A new timetable commenced on the Dreieich Railway on 16 July 2016. Regional trains run through to Frankfurt (Main) Hauptbahnhof hourly from Monday to Friday (). There are operated with Siemens Desiro Classic (class 642) and GTW 2/6 (class 646) diesel multiple units, which run from Frankfurt (Main) Hauptbahnhof via Buchschlag and Ober-Roden to Dieburg. Services run on the section between Ober-Roden and Buchschlag every 30 minutes on weekdays. There are connections to the Rhine-Main S-Bahn in Dreieich-Buchschlag and Rödermark-Ober Roden.

The only remaining siding is that of the RWE between Urberach and Offenthal. If necessary, a transformer is switched on or off to allow operations. These trains operated were formerly usually hauled by a class 225 diesel locomotive. These trains go from Dieburg over the Dreieich Railway.

== Prospects==
The line is contracted to be operated from 30 June 2016 until the timetable change in 2027 with new Pesa Link sets. Due to delays in the delivery of the Pesa Link sets, class 642 and 646 sets are being used temporarily.

The towns Rödermark and Dreieich have demanded the electrification of the Dreieich Railway and the extension of S-Bahn services over it.
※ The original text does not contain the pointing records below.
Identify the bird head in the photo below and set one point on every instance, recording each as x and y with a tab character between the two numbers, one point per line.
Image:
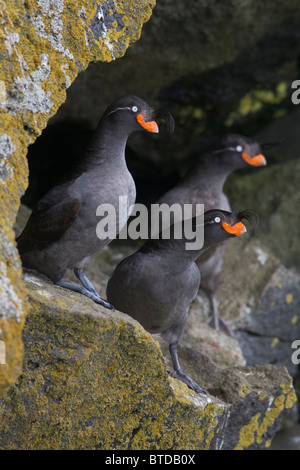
135	114
240	151
220	225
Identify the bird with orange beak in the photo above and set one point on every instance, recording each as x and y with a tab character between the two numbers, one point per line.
61	231
157	284
203	184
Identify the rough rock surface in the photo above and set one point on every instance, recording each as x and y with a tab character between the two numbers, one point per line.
264	310
94	379
44	45
219	66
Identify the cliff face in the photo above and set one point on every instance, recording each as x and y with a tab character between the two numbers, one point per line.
44	45
75	376
94	379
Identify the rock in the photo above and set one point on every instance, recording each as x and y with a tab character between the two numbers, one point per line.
44	45
95	379
219	67
274	193
259	299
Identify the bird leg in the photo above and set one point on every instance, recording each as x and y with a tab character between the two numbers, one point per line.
86	289
215	321
179	374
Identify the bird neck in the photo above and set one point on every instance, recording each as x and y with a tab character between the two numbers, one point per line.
107	145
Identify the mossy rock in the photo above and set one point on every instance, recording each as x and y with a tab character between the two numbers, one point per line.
95	379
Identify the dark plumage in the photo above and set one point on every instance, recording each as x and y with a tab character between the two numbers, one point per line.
203	184
157	284
61	232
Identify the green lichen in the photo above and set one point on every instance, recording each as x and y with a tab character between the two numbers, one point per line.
256	99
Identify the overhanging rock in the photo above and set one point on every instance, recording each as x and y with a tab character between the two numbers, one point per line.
44	45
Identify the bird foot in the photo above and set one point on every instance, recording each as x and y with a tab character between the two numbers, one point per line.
82	290
178	374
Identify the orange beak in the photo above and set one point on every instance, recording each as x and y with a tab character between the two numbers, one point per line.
150	126
258	160
236	229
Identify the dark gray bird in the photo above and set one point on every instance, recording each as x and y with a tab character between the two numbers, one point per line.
157	284
203	184
61	231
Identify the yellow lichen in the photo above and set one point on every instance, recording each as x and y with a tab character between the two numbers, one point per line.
248	433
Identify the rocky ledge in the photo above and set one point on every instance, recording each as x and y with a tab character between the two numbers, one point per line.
95	379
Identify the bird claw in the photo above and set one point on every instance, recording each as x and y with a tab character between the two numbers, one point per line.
188	381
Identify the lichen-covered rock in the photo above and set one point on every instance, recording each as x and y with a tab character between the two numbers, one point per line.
44	44
95	379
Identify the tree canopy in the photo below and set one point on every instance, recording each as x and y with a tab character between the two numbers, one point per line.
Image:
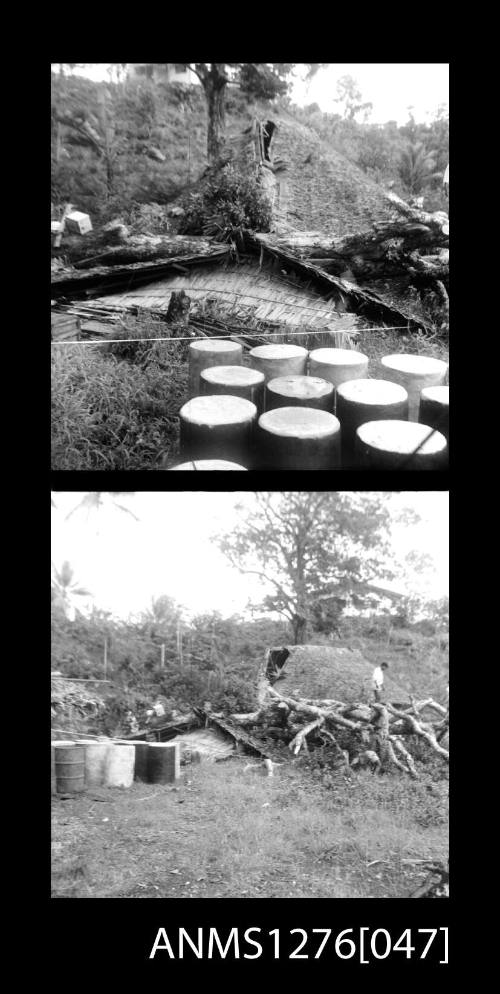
311	546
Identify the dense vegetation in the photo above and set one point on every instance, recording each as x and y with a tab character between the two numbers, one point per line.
214	658
119	144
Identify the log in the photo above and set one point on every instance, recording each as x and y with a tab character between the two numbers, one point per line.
145	248
101	280
412	241
374	734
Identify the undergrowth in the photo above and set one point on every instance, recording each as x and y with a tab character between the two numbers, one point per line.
116	413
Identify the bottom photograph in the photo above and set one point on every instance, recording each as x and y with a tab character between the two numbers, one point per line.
249	694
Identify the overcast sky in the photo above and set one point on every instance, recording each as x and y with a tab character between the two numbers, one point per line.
168	551
391	87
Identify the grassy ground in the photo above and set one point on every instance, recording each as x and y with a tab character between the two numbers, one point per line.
226	832
120	410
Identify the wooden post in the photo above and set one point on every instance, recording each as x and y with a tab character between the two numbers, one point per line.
179	643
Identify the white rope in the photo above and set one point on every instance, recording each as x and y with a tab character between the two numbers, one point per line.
228	335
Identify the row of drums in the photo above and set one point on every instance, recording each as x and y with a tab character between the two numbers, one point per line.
112	763
294	409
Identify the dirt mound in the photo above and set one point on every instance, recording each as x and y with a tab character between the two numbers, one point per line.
317	671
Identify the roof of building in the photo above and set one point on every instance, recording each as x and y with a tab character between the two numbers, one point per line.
312	186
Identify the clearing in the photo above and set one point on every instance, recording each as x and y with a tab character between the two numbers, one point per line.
224	831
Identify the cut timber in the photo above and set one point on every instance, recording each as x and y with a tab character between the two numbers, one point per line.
359	733
357	300
238	734
99	328
143	248
105	279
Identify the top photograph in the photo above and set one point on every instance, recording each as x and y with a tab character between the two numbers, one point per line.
249	266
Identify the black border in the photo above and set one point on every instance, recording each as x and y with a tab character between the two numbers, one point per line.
107	939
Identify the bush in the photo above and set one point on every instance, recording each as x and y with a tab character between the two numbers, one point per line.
110	414
228	200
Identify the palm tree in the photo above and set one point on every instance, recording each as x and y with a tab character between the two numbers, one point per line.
65	588
417	168
98	500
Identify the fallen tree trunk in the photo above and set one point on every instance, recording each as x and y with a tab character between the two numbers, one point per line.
145	248
102	280
374	734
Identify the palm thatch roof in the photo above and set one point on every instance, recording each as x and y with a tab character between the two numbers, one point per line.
312	187
324	672
242	290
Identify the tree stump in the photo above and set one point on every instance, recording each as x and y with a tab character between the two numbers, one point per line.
178	308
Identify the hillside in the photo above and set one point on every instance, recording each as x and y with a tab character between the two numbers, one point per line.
221	660
157	136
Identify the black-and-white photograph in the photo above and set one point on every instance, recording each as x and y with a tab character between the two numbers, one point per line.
249	694
249	266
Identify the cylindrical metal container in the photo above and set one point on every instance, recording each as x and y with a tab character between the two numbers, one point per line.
434	408
279	360
211	352
299	391
141	761
95	762
70	768
119	765
163	762
208	464
337	365
234	381
298	438
53	744
359	401
414	372
400	445
219	427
Once the Regionaltangente West (Regional tangent west, RTW) is in service, it will also improve connections for passengers from the communities on the Dreieich Railway. It would create faster transfer connections by rail to Frankfurt Airport and towards Mainz and Wiesbaden. The plans provide for a branch to Dreieich-Buchschlag station.

== Stations==
=== Dreieich-Sprendlingen ===
Dreieich-Sprendlingen station serves the suburb of Sprendlingen of the town of Dreieich. At the opening of the line in 1905, it originally had the name of Sprendlingen-Ort. The entrance building station is listed for its cultural heritage under the Hessian heritage law.

=== Dreieich-Weibelfeld ===
Dreieich-Weibelfeld station serves the northern part of Dreieichenhain. It was not part of the line at its opening and was added later.
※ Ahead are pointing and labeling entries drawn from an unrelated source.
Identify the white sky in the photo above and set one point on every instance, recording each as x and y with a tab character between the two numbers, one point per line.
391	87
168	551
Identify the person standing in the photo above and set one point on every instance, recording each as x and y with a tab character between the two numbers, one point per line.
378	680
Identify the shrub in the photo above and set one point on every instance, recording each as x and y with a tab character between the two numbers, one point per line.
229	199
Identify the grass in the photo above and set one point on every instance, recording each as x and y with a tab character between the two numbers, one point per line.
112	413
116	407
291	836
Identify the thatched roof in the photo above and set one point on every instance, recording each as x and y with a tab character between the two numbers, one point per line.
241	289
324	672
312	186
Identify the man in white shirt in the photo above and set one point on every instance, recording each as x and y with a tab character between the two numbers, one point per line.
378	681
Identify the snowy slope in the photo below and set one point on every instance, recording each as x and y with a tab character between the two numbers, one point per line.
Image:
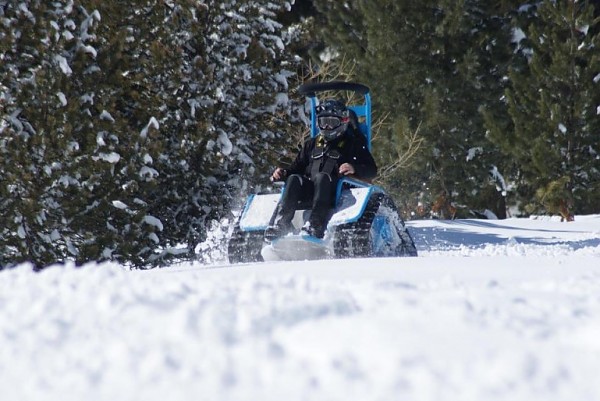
491	310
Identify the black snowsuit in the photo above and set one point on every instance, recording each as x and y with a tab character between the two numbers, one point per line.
313	176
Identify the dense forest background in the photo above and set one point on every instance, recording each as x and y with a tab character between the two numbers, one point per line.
129	129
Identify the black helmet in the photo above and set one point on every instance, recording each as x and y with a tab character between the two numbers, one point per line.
332	118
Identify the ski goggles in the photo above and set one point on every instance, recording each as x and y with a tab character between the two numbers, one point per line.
331	122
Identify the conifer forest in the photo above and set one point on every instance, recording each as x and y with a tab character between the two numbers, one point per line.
131	129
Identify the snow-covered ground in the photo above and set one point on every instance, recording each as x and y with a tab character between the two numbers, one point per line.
490	310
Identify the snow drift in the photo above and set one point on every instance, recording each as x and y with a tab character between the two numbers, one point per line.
491	310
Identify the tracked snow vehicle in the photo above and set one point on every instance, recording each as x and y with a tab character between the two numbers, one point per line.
364	223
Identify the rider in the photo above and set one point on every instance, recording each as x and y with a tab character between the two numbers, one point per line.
311	181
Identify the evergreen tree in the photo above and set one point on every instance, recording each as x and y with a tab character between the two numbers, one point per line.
553	109
431	65
124	134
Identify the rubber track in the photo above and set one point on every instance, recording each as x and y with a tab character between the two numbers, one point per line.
353	240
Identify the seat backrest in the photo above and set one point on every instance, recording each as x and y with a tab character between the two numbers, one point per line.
361	112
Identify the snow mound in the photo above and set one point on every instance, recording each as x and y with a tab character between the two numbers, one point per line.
491	310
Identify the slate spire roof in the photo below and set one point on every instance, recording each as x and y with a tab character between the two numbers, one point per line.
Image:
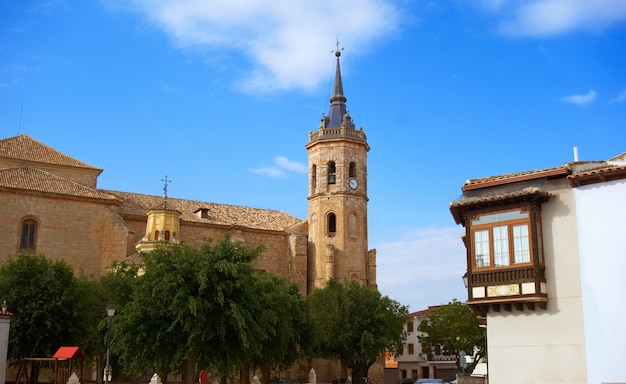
338	100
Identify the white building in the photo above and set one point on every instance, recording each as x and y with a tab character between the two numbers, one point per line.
545	263
415	362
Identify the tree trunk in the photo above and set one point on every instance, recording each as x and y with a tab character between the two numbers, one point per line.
265	374
358	373
245	374
189	372
34	372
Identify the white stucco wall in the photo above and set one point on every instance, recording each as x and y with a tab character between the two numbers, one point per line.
602	244
545	346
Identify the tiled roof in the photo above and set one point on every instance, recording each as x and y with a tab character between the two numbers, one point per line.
33	179
24	147
489	181
223	214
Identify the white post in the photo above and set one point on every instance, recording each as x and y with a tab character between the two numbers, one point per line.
73	379
5	322
156	379
312	376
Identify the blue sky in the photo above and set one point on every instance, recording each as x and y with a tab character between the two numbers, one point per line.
221	96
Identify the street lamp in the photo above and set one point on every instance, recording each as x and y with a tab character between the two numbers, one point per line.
107	369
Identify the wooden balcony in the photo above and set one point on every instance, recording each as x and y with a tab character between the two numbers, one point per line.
506	288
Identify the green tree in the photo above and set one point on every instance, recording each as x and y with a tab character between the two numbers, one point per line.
355	324
207	308
455	328
51	307
286	316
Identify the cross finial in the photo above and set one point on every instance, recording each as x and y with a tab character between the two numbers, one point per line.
165	182
338	50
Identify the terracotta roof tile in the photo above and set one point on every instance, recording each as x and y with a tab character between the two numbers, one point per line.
28	178
514	177
24	147
223	214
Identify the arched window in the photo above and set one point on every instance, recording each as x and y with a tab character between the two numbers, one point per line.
352	224
331	172
352	172
332	224
29	232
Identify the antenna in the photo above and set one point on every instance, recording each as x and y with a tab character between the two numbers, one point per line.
165	181
337	51
19	125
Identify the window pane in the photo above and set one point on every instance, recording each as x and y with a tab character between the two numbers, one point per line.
502	216
500	245
520	244
481	248
28	235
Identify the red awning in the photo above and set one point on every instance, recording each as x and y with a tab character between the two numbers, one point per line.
69	353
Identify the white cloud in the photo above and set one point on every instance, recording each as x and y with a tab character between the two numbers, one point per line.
281	169
580	99
288	43
283	162
423	269
619	98
553	17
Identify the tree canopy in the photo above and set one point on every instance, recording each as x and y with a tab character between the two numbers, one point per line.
208	306
51	307
355	324
455	328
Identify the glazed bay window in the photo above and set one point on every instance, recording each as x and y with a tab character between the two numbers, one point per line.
501	239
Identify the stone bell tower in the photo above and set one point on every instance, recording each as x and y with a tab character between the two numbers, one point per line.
337	198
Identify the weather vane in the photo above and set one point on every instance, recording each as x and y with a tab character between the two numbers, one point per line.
338	50
165	181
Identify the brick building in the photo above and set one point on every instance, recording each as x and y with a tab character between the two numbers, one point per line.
50	203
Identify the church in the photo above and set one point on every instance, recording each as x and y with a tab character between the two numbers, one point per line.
50	204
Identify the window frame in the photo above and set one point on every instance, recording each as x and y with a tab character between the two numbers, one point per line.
28	236
508	242
332	173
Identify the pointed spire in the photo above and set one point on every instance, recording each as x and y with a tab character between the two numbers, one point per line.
338	100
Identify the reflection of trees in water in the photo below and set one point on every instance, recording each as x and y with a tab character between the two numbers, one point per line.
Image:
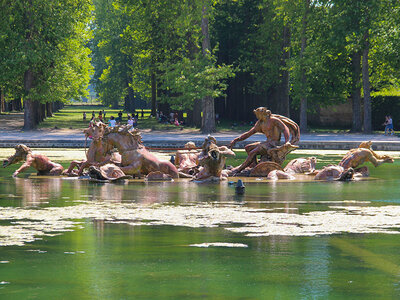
37	191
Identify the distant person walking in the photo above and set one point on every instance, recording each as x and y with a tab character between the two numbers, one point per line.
132	121
388	125
112	122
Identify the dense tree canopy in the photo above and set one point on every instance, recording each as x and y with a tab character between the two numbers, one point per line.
43	51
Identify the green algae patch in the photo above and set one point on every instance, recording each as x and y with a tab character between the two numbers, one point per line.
27	225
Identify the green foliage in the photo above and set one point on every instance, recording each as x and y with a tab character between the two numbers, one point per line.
48	38
382	106
190	79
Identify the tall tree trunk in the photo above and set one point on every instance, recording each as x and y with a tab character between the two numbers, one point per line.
303	101
208	120
366	86
2	101
197	109
42	108
17	104
283	102
356	92
49	109
153	94
29	107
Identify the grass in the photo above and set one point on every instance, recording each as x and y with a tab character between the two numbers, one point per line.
71	117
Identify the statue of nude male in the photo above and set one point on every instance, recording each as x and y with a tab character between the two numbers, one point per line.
40	162
273	126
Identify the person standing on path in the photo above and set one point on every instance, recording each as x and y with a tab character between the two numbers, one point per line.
388	125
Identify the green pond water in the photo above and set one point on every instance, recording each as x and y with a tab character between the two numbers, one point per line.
74	239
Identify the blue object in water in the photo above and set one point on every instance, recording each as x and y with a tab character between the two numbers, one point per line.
240	187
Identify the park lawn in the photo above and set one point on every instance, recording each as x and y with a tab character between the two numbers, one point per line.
71	117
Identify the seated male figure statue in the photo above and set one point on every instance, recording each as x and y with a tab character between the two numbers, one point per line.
270	125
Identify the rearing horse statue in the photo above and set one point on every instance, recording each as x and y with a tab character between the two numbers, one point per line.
97	154
136	160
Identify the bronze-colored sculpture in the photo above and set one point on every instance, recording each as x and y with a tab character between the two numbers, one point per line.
273	126
212	160
362	154
301	165
108	172
187	160
334	172
96	154
348	166
136	160
40	162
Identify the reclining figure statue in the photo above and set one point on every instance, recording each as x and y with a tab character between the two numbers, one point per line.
212	160
40	162
273	126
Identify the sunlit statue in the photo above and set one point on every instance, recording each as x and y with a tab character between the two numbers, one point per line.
296	166
301	165
136	160
96	154
107	172
348	167
272	126
212	160
40	162
362	154
187	160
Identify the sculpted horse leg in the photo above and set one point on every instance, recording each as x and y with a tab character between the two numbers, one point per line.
56	170
249	148
168	168
85	164
72	166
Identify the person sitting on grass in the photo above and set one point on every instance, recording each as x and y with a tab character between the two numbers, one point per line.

=== Dreieich-Dreieichenhain ===
Dreieich-Dreieichenhain station serves the southern part of Dreieichenhain. At its opening in 1905, it was called Dreieichenhain.

=== Dreieich-Götzenhain ===
Dreieich-Götzenhain station serves the suburb of Götzenhain in the town of Dreieich. At its opening in 1905, it was called Götzenhain. The entrance building is listed for its cultural heritage.
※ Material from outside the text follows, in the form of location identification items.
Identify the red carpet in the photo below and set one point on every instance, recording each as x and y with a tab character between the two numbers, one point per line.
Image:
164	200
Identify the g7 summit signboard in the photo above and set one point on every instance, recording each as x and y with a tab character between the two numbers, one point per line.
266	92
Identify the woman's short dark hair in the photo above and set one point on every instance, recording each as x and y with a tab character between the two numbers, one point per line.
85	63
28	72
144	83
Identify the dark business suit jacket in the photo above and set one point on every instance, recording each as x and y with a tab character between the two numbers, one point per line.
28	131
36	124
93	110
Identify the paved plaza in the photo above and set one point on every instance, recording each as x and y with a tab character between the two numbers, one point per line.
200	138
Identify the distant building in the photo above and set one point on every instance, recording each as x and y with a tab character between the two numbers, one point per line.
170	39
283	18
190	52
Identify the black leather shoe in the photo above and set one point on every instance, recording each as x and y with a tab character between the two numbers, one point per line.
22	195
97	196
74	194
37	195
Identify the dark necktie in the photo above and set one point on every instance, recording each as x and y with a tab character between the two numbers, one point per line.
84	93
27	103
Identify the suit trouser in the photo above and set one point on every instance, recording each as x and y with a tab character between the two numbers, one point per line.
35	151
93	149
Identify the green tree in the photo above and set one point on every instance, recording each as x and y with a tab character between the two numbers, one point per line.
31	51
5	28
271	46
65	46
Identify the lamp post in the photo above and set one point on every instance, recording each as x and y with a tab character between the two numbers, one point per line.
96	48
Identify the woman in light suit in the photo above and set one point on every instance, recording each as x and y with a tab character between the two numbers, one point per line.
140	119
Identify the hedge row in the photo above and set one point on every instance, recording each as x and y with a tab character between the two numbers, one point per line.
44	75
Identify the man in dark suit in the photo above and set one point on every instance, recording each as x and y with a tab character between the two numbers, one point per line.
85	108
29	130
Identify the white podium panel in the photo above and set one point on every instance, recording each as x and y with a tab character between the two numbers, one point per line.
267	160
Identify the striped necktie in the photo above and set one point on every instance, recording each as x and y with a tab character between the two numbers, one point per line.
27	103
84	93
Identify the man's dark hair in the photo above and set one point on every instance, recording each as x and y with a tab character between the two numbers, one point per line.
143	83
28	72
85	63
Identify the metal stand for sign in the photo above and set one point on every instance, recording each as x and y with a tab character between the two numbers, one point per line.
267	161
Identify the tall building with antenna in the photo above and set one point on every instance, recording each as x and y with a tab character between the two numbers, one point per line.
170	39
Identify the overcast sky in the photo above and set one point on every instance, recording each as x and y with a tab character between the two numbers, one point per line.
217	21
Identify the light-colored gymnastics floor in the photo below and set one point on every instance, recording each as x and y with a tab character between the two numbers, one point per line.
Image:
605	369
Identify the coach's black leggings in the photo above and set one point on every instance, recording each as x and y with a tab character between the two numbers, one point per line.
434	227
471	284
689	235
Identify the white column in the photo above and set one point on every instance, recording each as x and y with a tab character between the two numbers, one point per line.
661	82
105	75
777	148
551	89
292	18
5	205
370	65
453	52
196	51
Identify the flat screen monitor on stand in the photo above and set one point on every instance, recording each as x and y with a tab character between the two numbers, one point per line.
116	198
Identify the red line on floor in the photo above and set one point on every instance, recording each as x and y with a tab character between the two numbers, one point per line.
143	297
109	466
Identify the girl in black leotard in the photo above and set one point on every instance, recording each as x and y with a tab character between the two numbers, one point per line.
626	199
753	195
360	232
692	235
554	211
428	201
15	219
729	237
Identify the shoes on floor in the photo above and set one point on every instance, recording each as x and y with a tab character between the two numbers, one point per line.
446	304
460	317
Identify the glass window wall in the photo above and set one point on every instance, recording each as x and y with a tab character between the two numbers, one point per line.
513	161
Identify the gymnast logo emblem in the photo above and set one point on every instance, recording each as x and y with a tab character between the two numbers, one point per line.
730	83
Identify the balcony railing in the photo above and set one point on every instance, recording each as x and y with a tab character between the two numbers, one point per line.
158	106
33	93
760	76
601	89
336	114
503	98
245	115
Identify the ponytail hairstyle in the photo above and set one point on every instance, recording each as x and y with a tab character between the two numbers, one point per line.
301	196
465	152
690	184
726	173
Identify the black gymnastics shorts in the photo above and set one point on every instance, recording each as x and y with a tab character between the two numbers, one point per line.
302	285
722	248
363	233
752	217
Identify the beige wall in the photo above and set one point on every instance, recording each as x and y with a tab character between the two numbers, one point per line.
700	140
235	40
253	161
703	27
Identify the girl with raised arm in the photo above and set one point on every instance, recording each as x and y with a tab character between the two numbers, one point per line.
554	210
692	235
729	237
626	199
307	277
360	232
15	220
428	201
=== Dreieich-Offenthal ===
Dreieich-Offenthal station served the suburb Offenthal of the town of Dreieich. At its opening in 1905, it was called Offenthal. The entrance building is listed for its cultural heritage.

=== Rödermark-Urberach ===
Rödermark-Urberach station serves the suburb of Urberach of the town of Rödermark. At its opening in 1905, it was called Urberach. The entrance building is listed for its cultural heritage.